Akal itu bersifat teoritis dan praktis. Akal praktis lazim dimiliki oleh semua orang. Unsur ini merpakan asal daya cipta manusia, yang diperlukan dan bermanfaat bagi kemaujudannya. Hal-hal yang dapat diakali secara praktis dihasilkan lewat pengalaman yang didasarkan pada perasaan dan imajinasi. Konsekuensinya, akal praktis dapat rusak karena kemaujudan hal-hal yang terakal bergantung kepada perasaan dan imajinasi. Maka mereka berkembang bila persepsi dan gambaran berkembang, dan rusak bila hal-hal ini rusak.
Lewat akal praktisnya manusia mencinta dan membenci, hidup bermasyarakat dan berteman. Kebajikan adalah hasil akal praktis. Kemaujudan kebajikan tak lebih dari kemaujudan gambaran, yang dari situ kita menuju tindakan-tindakan yang baik secara benar seperti, berani pada tempat dan waktunya serta sesuai dengan ukuran yang benar.
Dua pertanyaan utama tentang akal teoritis harus dijawab, yang pertama yakni kekekalannya dan yang kedua yakni hubungannnya dengan akal agen. Pertanyaan pertama dapat diajukan dengan cara lain.
Apakah cerapan akal yang bersifat teoritis selalu aktual, ataukah mereka maujud secara potensi, lalu secara aktual, sehingga dengan demikian mereka bersifat bendawi? Ini membuat ibn Rusyd berfikir lagi tentang bentuk-bentuk bendawi, dan bentuk-bentuk elementer (yaitu bentuk-bentuk empat unsur) sampai gambaran yang dihadilkan oleh jiwa imajinatif.
Mereka semua memiliki empat hal secara umum.
(1) Kemaujudan mereka dapat berubah.
(2) Mereka beragam dan banyak sesuai dengan keberagaman dan ke-banyak-kan obyek mereka. (Dari dua sifat ini berarti mereka bersifat sementara).
(3) Mereka berkomposisi dari sesuatu yang bersifat material dan sesuatu yang bersifat formal.
(4) Yang tercerap berbeda dengan yang maujud, sebab bentuk yang tercerap itu tunggal sepanjang ia terpahami, dan majemuk sepanjang itu menyangkut individualitasnya.
Bentuk-benetuk yang terpahami pada diri manusia tidak sama dengan bentuk-bentuk material lain.
(1) Kemaujudan intelektual mereka adalah satu dan serupa dengan eksistensi obyektif mereka yang dapat ditunjukkan.
(2) Persepsi mereka tak terbatas karena bentuk-bentuk yang diabstraksikan tidak memiliki kemajemukan individual.

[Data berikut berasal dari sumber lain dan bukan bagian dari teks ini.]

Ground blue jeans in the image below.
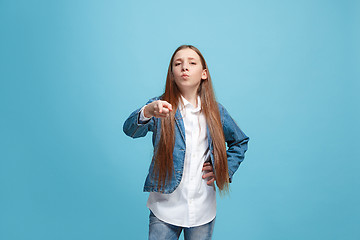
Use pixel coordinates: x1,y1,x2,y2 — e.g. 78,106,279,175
148,210,216,240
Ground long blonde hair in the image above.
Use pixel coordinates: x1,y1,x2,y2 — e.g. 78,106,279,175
153,45,229,194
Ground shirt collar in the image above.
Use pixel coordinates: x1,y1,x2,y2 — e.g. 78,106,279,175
179,95,201,113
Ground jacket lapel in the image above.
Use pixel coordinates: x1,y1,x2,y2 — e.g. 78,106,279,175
206,125,213,151
174,108,186,143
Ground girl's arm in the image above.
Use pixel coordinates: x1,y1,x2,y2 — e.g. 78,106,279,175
123,97,158,138
220,104,250,183
123,97,173,138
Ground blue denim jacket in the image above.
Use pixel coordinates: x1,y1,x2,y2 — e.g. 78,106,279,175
123,96,249,194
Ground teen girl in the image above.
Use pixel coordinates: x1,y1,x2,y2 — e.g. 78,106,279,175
123,45,249,240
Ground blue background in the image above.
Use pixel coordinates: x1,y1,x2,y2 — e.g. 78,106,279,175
1,0,359,239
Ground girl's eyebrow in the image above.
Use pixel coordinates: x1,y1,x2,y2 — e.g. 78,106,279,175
174,57,196,62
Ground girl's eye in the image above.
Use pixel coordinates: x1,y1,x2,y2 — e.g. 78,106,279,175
175,63,180,66
190,62,196,65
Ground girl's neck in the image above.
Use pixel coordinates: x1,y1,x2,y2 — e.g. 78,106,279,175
180,91,198,108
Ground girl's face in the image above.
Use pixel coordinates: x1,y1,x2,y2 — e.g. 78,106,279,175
172,48,207,94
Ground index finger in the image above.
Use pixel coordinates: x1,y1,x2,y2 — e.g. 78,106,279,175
161,101,172,111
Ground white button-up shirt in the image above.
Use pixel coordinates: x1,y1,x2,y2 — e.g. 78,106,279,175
140,95,216,227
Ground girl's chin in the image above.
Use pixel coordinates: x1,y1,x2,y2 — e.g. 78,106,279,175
175,80,200,87
176,82,197,88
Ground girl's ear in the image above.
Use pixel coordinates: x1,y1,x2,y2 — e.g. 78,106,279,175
201,69,208,80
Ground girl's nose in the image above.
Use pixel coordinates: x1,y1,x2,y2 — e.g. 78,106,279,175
182,64,189,71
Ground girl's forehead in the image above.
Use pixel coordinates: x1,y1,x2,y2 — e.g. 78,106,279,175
173,48,200,61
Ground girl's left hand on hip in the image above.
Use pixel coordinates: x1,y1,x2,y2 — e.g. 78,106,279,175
202,162,216,185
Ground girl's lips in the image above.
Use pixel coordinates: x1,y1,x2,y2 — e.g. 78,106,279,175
181,74,189,78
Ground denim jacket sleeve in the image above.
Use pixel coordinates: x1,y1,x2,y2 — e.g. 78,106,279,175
219,103,250,183
123,97,159,138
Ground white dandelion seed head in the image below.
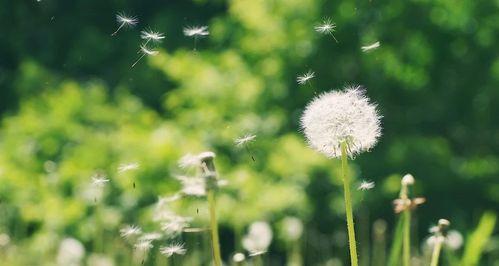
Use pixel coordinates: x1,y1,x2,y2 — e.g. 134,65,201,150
91,174,109,187
358,180,375,191
361,41,381,52
235,134,257,147
134,240,153,252
281,217,303,241
140,45,159,56
183,25,209,37
233,252,246,262
297,70,315,85
160,242,187,257
178,151,215,169
120,224,142,239
401,174,415,186
118,162,140,173
242,221,273,256
300,85,382,158
140,29,165,42
116,12,138,26
56,238,85,266
314,18,336,35
426,235,445,248
176,175,206,196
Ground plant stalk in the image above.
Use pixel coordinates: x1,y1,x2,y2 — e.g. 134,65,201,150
430,238,443,266
208,189,223,266
403,209,411,266
341,141,359,266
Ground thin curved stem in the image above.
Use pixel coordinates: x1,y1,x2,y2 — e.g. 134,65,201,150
207,190,222,266
341,142,359,266
403,209,411,266
430,238,443,266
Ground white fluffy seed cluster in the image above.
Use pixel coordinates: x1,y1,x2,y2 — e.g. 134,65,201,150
300,85,382,158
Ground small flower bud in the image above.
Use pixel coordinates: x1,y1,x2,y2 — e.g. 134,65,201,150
438,219,450,227
401,174,415,186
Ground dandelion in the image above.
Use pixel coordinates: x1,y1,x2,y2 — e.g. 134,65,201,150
56,238,85,266
300,85,381,266
235,134,257,162
178,153,202,169
160,242,187,257
314,18,338,43
120,225,142,239
429,219,451,266
91,174,109,187
297,70,315,85
183,25,209,50
111,12,138,36
131,45,158,68
242,221,273,256
358,180,375,191
361,41,380,52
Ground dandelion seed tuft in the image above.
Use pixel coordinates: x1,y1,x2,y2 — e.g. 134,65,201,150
140,29,165,43
183,26,209,37
120,225,142,239
297,70,315,85
118,162,140,173
159,242,187,257
235,134,257,147
300,85,382,158
361,41,381,52
91,174,109,187
358,180,375,191
314,18,338,42
111,12,138,36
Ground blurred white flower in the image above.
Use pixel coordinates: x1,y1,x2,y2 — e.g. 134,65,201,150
120,224,142,239
300,86,382,158
57,238,85,266
235,134,257,147
118,162,140,173
87,254,114,266
358,180,375,191
281,217,303,241
233,252,246,262
176,175,206,196
183,26,209,37
178,151,216,169
112,12,138,36
402,174,415,186
361,41,380,52
445,230,464,250
242,221,273,256
160,242,187,257
0,233,10,247
297,70,315,85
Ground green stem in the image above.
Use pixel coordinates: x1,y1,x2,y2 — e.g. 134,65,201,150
430,238,443,266
403,209,411,266
208,190,222,266
341,142,359,266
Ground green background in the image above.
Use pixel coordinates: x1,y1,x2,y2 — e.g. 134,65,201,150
0,0,498,265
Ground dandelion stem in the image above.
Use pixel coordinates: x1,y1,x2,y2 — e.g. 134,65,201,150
207,189,222,266
341,141,359,266
111,23,125,36
403,209,411,266
131,54,146,68
430,238,443,266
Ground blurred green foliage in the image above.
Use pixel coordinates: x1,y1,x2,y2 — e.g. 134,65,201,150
0,0,498,265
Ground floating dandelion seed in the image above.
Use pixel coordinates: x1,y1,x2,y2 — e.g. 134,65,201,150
111,12,138,36
358,180,375,191
301,85,382,158
235,134,257,162
131,45,158,68
139,232,163,242
314,18,338,43
140,29,165,43
297,70,315,85
118,162,140,173
361,41,380,52
91,174,109,187
183,25,209,50
160,242,187,257
120,225,142,239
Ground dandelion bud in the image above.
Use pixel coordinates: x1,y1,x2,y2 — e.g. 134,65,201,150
233,252,246,262
438,219,450,227
401,174,415,186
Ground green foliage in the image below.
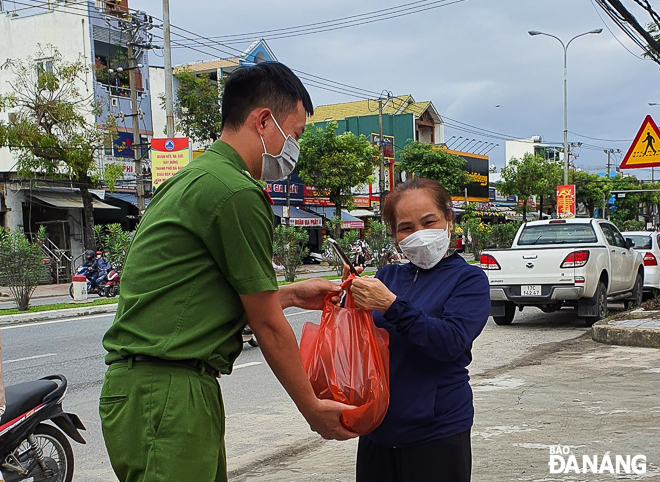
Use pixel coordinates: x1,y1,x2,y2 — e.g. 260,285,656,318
497,154,562,222
322,221,359,275
272,225,309,283
459,218,491,257
397,142,469,195
170,70,223,147
569,170,611,217
93,223,132,270
103,163,125,192
489,222,522,249
613,219,645,232
364,220,392,271
0,46,117,249
0,227,49,311
298,122,379,237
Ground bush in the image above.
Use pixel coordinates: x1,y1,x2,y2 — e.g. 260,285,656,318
273,225,309,283
0,227,49,311
364,220,392,271
460,218,491,257
613,219,645,232
93,223,133,270
490,222,522,249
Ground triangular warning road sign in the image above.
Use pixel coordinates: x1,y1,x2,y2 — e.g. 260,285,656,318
620,115,660,169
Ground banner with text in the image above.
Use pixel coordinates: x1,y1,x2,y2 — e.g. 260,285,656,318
151,138,191,188
556,184,576,219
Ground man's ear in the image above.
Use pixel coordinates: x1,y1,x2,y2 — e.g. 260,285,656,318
254,108,272,136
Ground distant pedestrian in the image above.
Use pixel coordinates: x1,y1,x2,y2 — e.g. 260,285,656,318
345,178,490,482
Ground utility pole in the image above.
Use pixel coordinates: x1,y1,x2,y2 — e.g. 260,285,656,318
284,175,291,227
127,41,145,213
162,0,175,138
378,97,385,221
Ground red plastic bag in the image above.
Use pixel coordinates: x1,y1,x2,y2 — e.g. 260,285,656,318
299,276,390,435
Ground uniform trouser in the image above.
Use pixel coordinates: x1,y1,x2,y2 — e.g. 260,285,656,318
356,429,472,482
99,361,227,482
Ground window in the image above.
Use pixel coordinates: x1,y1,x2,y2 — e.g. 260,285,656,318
628,235,652,249
518,224,597,245
600,224,617,246
36,59,53,76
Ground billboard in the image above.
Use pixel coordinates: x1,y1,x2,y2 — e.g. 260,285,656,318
266,173,305,205
151,138,191,188
556,185,576,219
444,149,489,202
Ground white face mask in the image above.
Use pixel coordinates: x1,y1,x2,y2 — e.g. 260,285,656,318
260,114,300,181
398,228,450,270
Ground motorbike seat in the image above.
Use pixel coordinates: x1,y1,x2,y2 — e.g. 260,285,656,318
2,380,59,425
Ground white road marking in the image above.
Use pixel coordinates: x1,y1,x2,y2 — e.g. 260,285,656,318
4,353,57,364
234,362,263,369
284,310,316,318
1,313,116,330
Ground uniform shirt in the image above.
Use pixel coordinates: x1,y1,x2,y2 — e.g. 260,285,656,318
364,252,490,447
103,140,277,374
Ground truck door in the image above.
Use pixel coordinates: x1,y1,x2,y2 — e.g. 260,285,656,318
601,223,626,291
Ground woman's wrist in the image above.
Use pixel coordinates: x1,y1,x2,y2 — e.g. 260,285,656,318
378,293,397,313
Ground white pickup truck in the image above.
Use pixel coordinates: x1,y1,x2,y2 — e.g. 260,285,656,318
481,218,644,326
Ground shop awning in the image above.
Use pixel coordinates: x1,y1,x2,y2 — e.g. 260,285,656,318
310,207,365,230
272,206,323,227
31,190,119,210
107,192,151,208
346,208,376,218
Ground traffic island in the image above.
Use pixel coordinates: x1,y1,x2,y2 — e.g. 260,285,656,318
592,310,660,349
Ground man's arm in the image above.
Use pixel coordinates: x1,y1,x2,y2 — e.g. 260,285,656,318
240,290,357,440
278,278,342,310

(3) Akal adalah yang terakali, sedang persepsi adalah yang tercerap.
(4) Akal tumbuh bersama usia, sedangkan semua indera lainnya menjadi lemah, karena akal bekerja tanpa organ.
Kerja pengakalan itu sebagai berikut: ada akal atau orang yang mencerap, dan ada hal-hal yang terakali yang merupakan obyek pengakalan dan tercerap oleh akal.
Hal-hal yang terakali itu harus maujud kalau tidak, maka akal tidak bisa mencerap apa pun, sebab akal bisa berkaitan dengan yang maujud, bukan dengan yang tidak maujud. Dan, pengetahuan kita merupakan akibat dari hal-hal yang maujud. Nah, hal-hal yang terakali ini, yaitu yang bersifat universal, ada di dalam jiwa seperti yang dikemukakan oleh Plato, atau ada di dalam realitas di luar jiwa.
Ibn Rusyd, mengikuti pendapat Aristoteles, menolak doktrin idialisme. Akibatnya, yang bersifat universal maujud secara realitas dan kemaujudan mereka terikat pada hal-hal tertentu yang terdiri atas materi dan bentuk. Melalui pengabstraksian, akal menelanjangi bentuk-bentuk materi.
Dengan begitu maka hal-hal yang terakali sebagian material dan sebagian lagi nonmaterial. Mereka bersifat material sepanjang bertumpa pada gambaran-gambaran yang pada gilirannya bertumpu pada hal-hal tertentu.
Akal material tidak boleh ditafsirkan sebagai bersifat jasmaniah, tapi sebagai suatu kemungkinan semata, yaitu kesiapan menerima hal-hal yang terakali. Yang membawa akal yang mungkin dari potensi menuju aktualitas ialah akal agen yang lebih tinggi dan lebih mulia dibandingkan akal yang mungkin. Ia sendiri maujud, selalu aktuan, entah tercerap oleh kita atau tidak. Akal agen ini, dari segala sudur pandang, satu dan serupa dengan hal-hal yang terakali.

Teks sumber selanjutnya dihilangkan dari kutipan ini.